Do you have a degree in public health?
About a quarter of the entire humanity is infected with TBC bacteria. Two billion people, often in the most remote and poorest places in the world, like Niger or Afghanistan.
You don't have to be a public health professional to calculate that USAID can put a dent to this massive problem, but cannot even dream about reducing it to, say, half of its current size.
My point is that I don't think OP is qualified to say whether or not USAID is putting a meaningful dent in the TB problem.
It's entirely possible that, for example, if you deploy resources amongst individuals that are known to travel, for example, you could significantly eliminate the probability of others being infected (including you and I in the developed world).
The US already spends enough on healthcare to provide gold-standard best-in-the-world coverage to all of its citizens.
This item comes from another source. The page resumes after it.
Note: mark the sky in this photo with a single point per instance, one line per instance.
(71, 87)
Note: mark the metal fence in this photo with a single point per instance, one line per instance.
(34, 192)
It could take any random system better than the one extant in the United States, CTRL-F the country's names in all of the rules and regulations for that system and change it to "The United States", implement that system, and have enough money left over to cure poverty, hunger, and homelessness for $0.00 in extra spending.
We choose not to.
There is too much money to be made so a constant campaign of disinformation and vilification is waged to stop that from happening.
And yes, his cuts will ensure TB and many other once close to extent diseases come back. Just look at measles in the South.